I've checked some web help sites for "How to transfer files using Bluetooth," but all they say is "Select the picture and use the Send option to send by Bluetooth." When I select the picture and hit the "Send" icon, Bluetooth is not there. I can send by message, e-mail, Notes, Google Maps, Dropbox, WhatsApp and a few other options, but no Bluetooth. What is going wrong? Why do I not have the Bluetooth option?

I thought that perhaps it wasn't available because I don't use iCloud to store my pictures (long shot, I know), but I connected my partner's phone to my Dell computer, and he does use iCloud, and we still couldn't send pictures from the iPhone to the Dell computer.

All three devices have the latest operating systems and are up to date.

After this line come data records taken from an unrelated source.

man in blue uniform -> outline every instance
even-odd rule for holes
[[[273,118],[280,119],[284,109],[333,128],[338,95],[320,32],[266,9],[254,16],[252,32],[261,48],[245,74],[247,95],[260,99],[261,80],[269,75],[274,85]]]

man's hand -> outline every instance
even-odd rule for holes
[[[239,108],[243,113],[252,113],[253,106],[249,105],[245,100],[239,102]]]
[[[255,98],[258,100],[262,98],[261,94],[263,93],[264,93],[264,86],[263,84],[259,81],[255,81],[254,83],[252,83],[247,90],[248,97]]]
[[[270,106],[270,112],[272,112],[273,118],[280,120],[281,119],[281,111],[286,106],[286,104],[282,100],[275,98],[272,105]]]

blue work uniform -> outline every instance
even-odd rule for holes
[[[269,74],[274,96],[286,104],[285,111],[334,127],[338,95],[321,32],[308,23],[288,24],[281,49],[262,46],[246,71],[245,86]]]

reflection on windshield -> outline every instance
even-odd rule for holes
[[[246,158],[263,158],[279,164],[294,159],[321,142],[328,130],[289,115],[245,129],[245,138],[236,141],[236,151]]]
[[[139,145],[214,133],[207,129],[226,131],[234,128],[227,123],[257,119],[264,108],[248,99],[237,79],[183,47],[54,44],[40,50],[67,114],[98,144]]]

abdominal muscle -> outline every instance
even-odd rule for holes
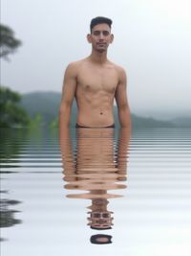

Yes, I know I can send the pictures using other methods, and I do that. I just want the Bluetooth to work because it would be the easiest and most convenient.

Any help, please? Thanks.


----------



## spunk.funk (May 13, 2010)

Any Help here? : How to Transfer Files from iPhone to PC via Bluetooth [2022]
If that fails, try AirDrop




__





Transfer files wirelessly between your iPhone and computer with email, messages, or AirDrop


Transfer files wirelessly between your iPhone and computer with email, messages, or AirDrop.



support.apple.com


----------



## tigerdg (Jan 4, 2011)

No, sorry, I'm afraid not. I know about the alternate methods, and AirDrop won't work because it is Apple proprietary and my computer is a Dell, not a Mac (I even tried it, just in case--no dice).I'm confused because all the tech sites say this is possible, but my Apple devices aren't complying.


----------



## spunk.funk (May 13, 2010)

It would be much easier if you just plugged in a USB Charging cable from your Apple Devices to the Computer. The phone comes up as another drive and you can drag and drop pictures from the device to your computer. If you want to transfer Music, you have to go thru iTunes on the computer.


----------